This paper investigates the approximability of proportionality up to one item (PROP1) in online fair allocation: indivisible items arrive sequentially and must be irrevocably assigned to agents upon arrival. Addressing a fundamental limitation—greedy algorithms fail to guarantee any positive approximation ratio against adaptive adversaries—the work provides the first systematic characterization of PROP1’s approximability boundary in online settings. Theoretically, it shows that under non-adaptive adversaries, simple randomized allocation achieves a meaningful PROP1 approximation with high probability. Furthermore, it introduces a prediction-augmented algorithmic framework that leverages a priori predictions of the maximum item value; when such predictions are available, the framework yields robust approximation guarantees. Results demonstrate that PROP1 is efficiently approximable under reasonable assumptions, whereas stronger fairness notions—such as envy-freeness up to one item (EF1)—remain inapproximable in this setting.

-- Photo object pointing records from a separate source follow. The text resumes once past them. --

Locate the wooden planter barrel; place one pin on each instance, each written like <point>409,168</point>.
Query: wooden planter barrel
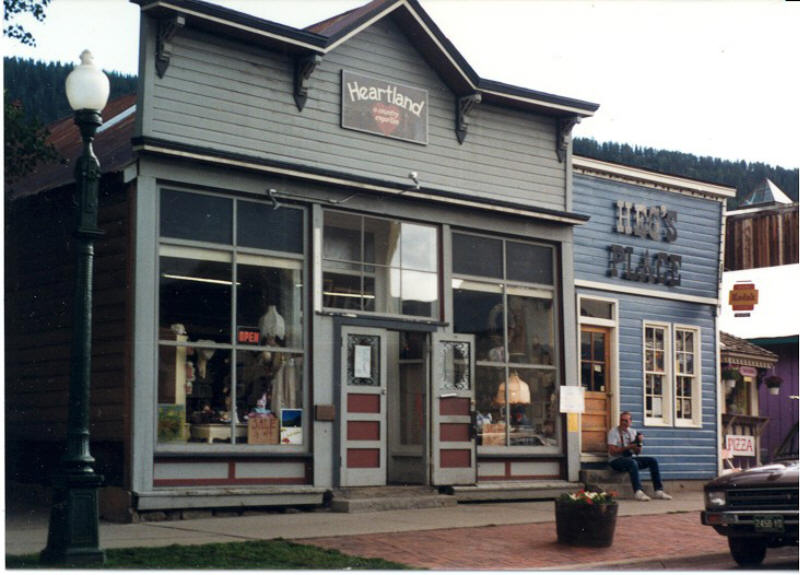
<point>586,525</point>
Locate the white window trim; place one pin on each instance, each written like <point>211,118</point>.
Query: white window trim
<point>668,387</point>
<point>697,387</point>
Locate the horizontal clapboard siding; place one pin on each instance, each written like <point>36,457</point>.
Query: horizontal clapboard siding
<point>697,243</point>
<point>39,314</point>
<point>227,97</point>
<point>683,453</point>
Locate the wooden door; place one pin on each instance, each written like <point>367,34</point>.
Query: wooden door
<point>363,407</point>
<point>596,381</point>
<point>453,389</point>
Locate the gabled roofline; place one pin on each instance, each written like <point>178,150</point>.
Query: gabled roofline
<point>459,74</point>
<point>590,166</point>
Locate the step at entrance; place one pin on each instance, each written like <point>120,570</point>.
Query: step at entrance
<point>364,499</point>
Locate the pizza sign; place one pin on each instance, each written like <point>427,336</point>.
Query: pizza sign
<point>741,445</point>
<point>384,108</point>
<point>743,296</point>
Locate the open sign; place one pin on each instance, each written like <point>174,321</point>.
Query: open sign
<point>741,444</point>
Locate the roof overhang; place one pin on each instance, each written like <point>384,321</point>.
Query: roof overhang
<point>322,38</point>
<point>664,181</point>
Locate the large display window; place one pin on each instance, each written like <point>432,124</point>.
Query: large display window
<point>230,322</point>
<point>504,294</point>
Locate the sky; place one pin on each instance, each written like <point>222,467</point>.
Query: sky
<point>711,78</point>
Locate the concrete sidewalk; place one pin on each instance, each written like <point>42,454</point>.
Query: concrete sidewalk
<point>26,531</point>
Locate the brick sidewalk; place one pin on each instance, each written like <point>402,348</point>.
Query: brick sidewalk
<point>533,545</point>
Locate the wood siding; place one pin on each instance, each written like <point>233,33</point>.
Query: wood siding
<point>39,292</point>
<point>762,239</point>
<point>227,97</point>
<point>698,226</point>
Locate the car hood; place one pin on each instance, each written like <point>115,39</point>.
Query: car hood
<point>779,473</point>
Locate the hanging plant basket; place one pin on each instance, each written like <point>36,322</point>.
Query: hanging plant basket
<point>586,524</point>
<point>774,384</point>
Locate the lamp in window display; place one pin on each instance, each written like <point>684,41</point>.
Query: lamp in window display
<point>74,534</point>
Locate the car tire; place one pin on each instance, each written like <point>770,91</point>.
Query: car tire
<point>747,551</point>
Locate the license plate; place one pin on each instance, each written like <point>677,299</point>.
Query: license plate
<point>772,523</point>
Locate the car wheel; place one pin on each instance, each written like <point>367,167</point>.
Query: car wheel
<point>747,551</point>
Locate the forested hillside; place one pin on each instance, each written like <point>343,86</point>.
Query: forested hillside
<point>39,86</point>
<point>740,175</point>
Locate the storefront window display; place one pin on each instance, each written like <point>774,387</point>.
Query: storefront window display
<point>380,265</point>
<point>503,294</point>
<point>230,310</point>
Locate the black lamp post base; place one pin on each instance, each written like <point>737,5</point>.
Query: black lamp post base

We study the online fair division problem, where indivisible goods arrive sequentially and must be allocated immediately and irrevocably to agents. Prior work has established strong impossibility results for approximating classic fairness notions, such as envy-freeness and maximin share fairness, in this setting. In contrast, we focus on proportionality up to one good (PROP1), a natural relaxation of proportionality whose approximability remains unresolved. We begin by showing that three natural greedy algorithms fail to guarantee any positive approximation to PROP1 in general, against an adaptive adversary. This is surprising because greedy algorithms are commonly used in fair division and a natural greedy algorithm is known to be able to achieve PROP1 under additional information assumptions. This hardness result motivates the study of non-adaptive adversaries and the use of side-information, in the spirit of learning-augmented algorithms. For non-adaptive adversaries, we show that the simple uniformly random allocation can achieve a meaningful PROP1 approximation with high probability. Meanwhile, we present an algorithm that obtain robust approximation ratios against PROP1 when given predictions of the maximum item value (MIV). Interestingly, we also show that stronger fairness notions such as EF1, MMS, and PROPX remain inapproximable even with perfect MIV predictions.